Isso é o faz o Wikileaks. É justamente onde as instituições estão em impasse (a diplomacia, os jornalistas envolvidos com grande empresas e que não podem publicar os “cables”, os políticos e instituições envolvidas) e não conseguem se explicar muito bem que o público aparece. Ele é assim, “atualizado” e pode se engajar na coisa “pública”. Ele só existe na controvérsia e não como uma entidade concreta, alcançável e comunitária.

Nesse sentido, a crítica ao Wikileaks, por esse viés, deve ser relativizada. Ele produz controvérsia em nível planetário, passando por cima de fronteiras e atualizando um “público” mundial. Talvez, como disse Sterling, esse seja mesmo o caso mais expressivo do hacktivismo.
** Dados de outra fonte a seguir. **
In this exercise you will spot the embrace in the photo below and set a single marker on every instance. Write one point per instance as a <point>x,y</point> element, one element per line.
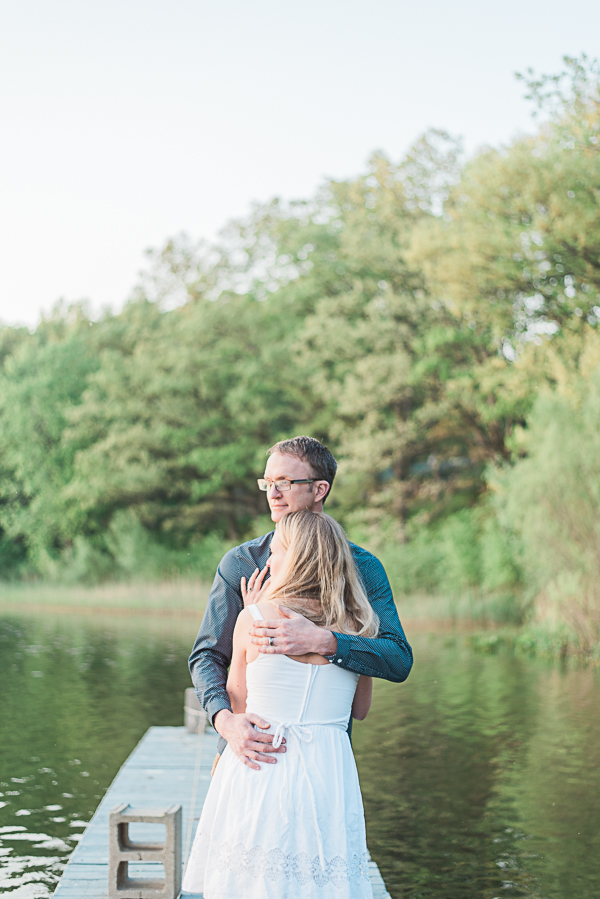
<point>298,622</point>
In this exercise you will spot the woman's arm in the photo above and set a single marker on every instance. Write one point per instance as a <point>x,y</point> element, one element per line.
<point>362,697</point>
<point>236,679</point>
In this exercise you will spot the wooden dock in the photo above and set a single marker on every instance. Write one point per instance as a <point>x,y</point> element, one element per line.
<point>169,765</point>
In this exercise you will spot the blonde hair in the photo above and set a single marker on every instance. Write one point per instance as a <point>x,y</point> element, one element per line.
<point>319,577</point>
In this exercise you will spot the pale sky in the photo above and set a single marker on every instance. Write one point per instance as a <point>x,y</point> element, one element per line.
<point>125,122</point>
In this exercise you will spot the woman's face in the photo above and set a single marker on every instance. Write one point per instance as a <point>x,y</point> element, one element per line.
<point>277,556</point>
Pela polêmica e não resolução pelas instituições envolvidas, o “affaire” Wikileaks convoca o público a se posicionar. E o público aqui não é uma comunidade de opiniões convergentes, mas um conjunto de indivíduos com interesses precisos, diferenciados e conflituosos. A democracia não pode ser resumida a informações relevantes e a soluções simples dos problemas.
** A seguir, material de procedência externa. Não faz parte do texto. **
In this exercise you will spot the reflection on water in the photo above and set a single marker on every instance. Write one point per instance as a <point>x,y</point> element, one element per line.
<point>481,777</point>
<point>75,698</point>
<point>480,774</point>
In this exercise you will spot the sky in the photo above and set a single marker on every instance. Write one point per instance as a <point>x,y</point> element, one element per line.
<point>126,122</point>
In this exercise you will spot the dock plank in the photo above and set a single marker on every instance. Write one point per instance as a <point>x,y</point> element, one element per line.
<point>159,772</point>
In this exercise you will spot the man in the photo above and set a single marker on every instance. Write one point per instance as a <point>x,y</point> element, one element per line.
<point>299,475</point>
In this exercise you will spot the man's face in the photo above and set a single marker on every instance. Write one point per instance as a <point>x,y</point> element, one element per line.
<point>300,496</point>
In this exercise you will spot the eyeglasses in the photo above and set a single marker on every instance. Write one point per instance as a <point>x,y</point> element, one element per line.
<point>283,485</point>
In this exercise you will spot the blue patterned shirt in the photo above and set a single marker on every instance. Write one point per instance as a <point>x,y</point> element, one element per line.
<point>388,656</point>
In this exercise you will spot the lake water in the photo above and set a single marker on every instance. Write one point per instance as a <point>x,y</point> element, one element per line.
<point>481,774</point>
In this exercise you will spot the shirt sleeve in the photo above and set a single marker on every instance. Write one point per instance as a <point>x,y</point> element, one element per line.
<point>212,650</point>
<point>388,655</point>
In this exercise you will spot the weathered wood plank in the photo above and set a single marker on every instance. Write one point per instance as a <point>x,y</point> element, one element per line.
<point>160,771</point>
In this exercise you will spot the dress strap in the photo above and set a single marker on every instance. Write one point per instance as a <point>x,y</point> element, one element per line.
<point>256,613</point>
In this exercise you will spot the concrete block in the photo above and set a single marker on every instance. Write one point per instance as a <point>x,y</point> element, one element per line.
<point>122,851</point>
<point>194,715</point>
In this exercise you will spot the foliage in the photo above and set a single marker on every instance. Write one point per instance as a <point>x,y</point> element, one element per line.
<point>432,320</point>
Podemos ver Lippmann e Dewey como precursores da teoria Ator-Rede já que o publico não é uma entidade abstrata, global, mas um actante que se atualiza no problema a ser enfrentado, sendo um mediador em uma rede de actantes formados por jornalistas, governos, ativistas, hackers, empresas, etc. Não é à toa que Latour retoma Lippmann nas suas mais novas intervenções (ver como essa discussão se dá aqui e aqui).
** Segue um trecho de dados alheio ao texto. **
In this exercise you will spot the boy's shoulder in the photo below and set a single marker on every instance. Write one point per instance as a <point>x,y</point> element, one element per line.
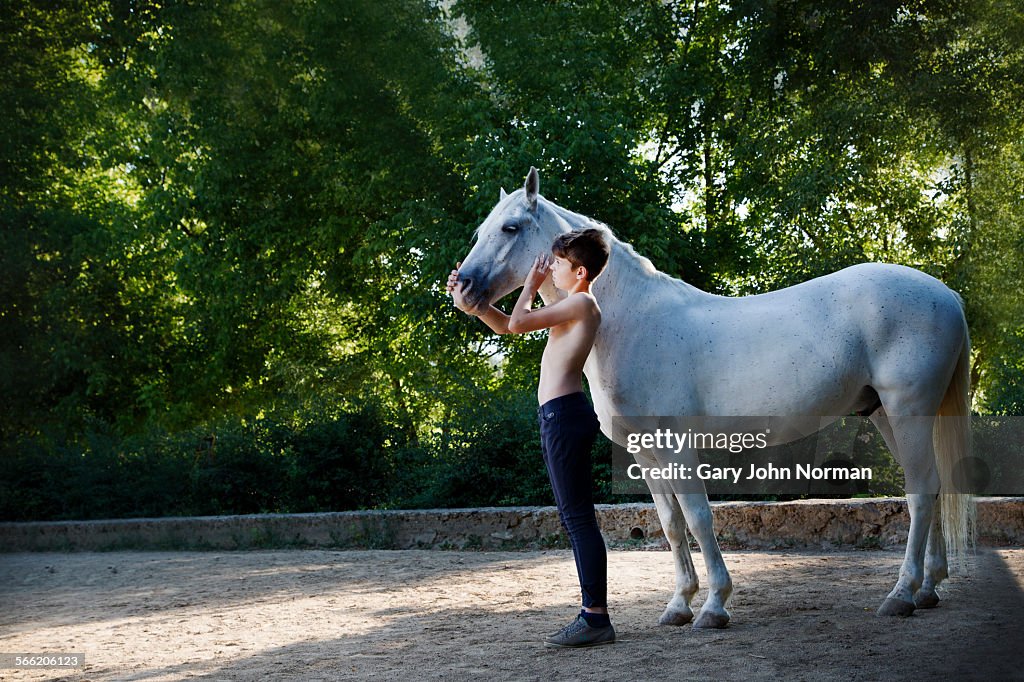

O “affaire Wikileaks” presta um grande serviço à democracia (como mostra Castells, no texto citado assim) e traz à tona o tão falado público, entidade fantasma, tendo a sua aparição exatamente nesses momentos. Para Lippmann e Dewey quando as partes trabalham para ajustar o problema não há nenhum envolvimento público. Ele simplesmente desaparece. Ele só se apresenta ou deve se apresentar quando as instituições falham nessa resolução. É aqui o público passa a ser um “actante”, um mediador em uma rede complexa de actantes. Como afirma Marres:

“According to Lippmann, it is thus the failure of existing social groupings and institutions to settle an issue, which sparks public involvement in politics. It is the absence of a community or institution that may deal with the issue, that makes public involvement in politics a necessity. (…) Dewey, just like Lippmann, sees the need for public involvement in politics arise when those directly involved in an affair fail to deal with a problem. (…) “As long as a social grouping successful y manages its own affairs, these affairs are not really the public’s business.” Wikileak é assim um “affaire” do público e um momento de exercício da democracia. (…) In the case in which a public is confronted with the failure of existing institutional arrangements to deal with the issue that called this public into being, then the public must “re-make the state.”

Essa “reconstrução do Estado” se dá pela “soltura” (‘ungraspability’), como uma forma de agência. Podemos concluir que;

“We then say that what makes a public such a special agent is that when specific actors get organised into one, they may evoke the anonymous, collective, virtual, somewhat mysterious creature we call public. And maybe it is precisely in this capacity of a phantom, that a public may generate that virtual, somewhat mysterious thing called “pressure,” which can then be directed at specific instances, to induce shifts in their habits, policies, regulations, commitments..”

Não seria esse o caso do Wikileaks; uma pressão mundial que pode redirecionar hábitos, politicas, regulamentações e compromissos?

Desenvolvimentos futuros virão no artigo.